Disillusioned. I only became enlightened when I went to youtube and started watching all of Dimitry Orlov’s lectures.
http://www.youtube.com/watch?v=Ecfxl1wZDpE
It takes a while for video to load on my pc, but it was worth the wait just to watch them.
I wonder what’s Weill’s real agenda. Picking up pieces cheap and starting to reassemble them?
So David, what is St Liz’s view on this? And did she ever get back to you regarding the Geithner meeting that Barofsky mentioned in his book? I mean, you did ask her for a response didn’t you?
Gotta love St Liz, silent while her co-hatchet men and women hack Barofsky to pieces. A real, true Democrat there for you!
That’s a little strange, since he was the one who pushed through the legislation that allowed the consolidation of banks, investment companies and insurance agencies, etc., which resulted in the banks becoming TBTF.
Did he say he was sorry for his part in bringing the economy to the brink? Is he going to use all that money he made at CitiGroup to repay taxpayers for the bailouts, since he was largely responsible for TBTF?
Little Timmeh is also a disciple of Henry “War Criminal” Kissinger. Don’t offend Kissinger by not giving him a portion of the credit or …..
I caught that too. Unfuckingbelievable! I’m sure his pal Bill “I Cause Your Pain” Clinton offered to protect him.
It’s not like he threatened Clinton with dire consequences if he didn’t pimp for and sign the repeal of Glass-Steagall.
Do you ever stop to think just how materially wealthy you could be if you were a sociopath rather than a person who values honesty & integrity?
Isn’t a part of achieving enlightenment directly dependent on discarding illusion, or becoming disillusioned?

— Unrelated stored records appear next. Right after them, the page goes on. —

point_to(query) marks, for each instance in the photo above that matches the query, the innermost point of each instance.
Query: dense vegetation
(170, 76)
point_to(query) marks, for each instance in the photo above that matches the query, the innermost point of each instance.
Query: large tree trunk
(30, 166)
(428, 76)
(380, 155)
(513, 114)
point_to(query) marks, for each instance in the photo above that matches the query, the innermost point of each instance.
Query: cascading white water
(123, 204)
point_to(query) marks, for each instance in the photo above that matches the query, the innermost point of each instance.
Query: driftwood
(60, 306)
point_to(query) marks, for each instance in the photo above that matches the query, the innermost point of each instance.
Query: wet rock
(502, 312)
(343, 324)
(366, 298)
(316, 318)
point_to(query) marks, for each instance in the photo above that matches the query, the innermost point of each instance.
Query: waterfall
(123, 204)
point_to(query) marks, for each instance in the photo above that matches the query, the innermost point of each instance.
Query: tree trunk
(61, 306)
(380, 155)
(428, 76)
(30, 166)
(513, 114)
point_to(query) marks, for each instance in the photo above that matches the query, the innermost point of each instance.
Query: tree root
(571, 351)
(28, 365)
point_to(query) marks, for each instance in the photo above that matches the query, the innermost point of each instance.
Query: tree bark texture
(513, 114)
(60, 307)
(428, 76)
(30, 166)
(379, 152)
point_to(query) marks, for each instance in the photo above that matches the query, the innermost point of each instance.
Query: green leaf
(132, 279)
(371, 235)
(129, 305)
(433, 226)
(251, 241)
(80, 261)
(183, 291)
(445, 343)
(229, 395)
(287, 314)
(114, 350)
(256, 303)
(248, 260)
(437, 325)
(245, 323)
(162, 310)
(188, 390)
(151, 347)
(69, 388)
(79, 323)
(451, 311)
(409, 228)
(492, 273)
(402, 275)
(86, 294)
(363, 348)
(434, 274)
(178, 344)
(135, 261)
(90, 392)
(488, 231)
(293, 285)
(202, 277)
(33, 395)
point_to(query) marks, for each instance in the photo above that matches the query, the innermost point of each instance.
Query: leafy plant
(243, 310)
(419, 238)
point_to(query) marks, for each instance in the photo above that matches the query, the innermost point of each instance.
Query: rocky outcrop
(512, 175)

Nope, none of that. The CNBC’rs kept asking why and he just said times have changed.
I gotta tell ya…I didn’t see that one coming. Obama said he was hiring 56 new lawyers at the DoJ and SEC to handle the banking fraud. I see that they are hassling medical marijuana clinics instead.
Am I offended? More, greatly disallusioned. and more than I have ever been before.
Oh my oh my, you’d have to become a republican! That’s even worse!
Guys and gals, mark my words, in another 10 years when all the rest of the shenanigans come to light you will miss the days of disillusionment you feel now!
That honesty and integrity gets in the way ALL of the time.
On top of that……..I was Boy Scout.
Trustworthy, loyal, helpful, friendly, courteous, kind, obedient , cheerful, thrifty, brave, clean and reverent.
I am so screwed.
Does anybody know if Romney was ever a Boy Scout???? I suppose the Mormons don’t join cults like THAT.
These days you can be a Democrat and still achieve the same ends while giving the illusion of not being complicit, i.e. Obama & Co. LLC.
Partisanship is a neurological condition that leads to distraction and division.
I doubt you’d join the BSA/bigots against homosexuality today. Didn’t you have a problem with the “obedient” part? I know I would have, I got kicked out of the Cub Scouts.
The Mormons probably have their own exclusionary organizations to indoctrinate their young with prejudicial thinking.
From your Yves Smith link:
:-)
One thing that strikes me is how if you listen to an Orlov presentation and read Graeber’s Debt, the two compared sound like two (fine) musicians improvising on the same chord changes. Each has his own riffs and development, but there is a common “sound” that resonates.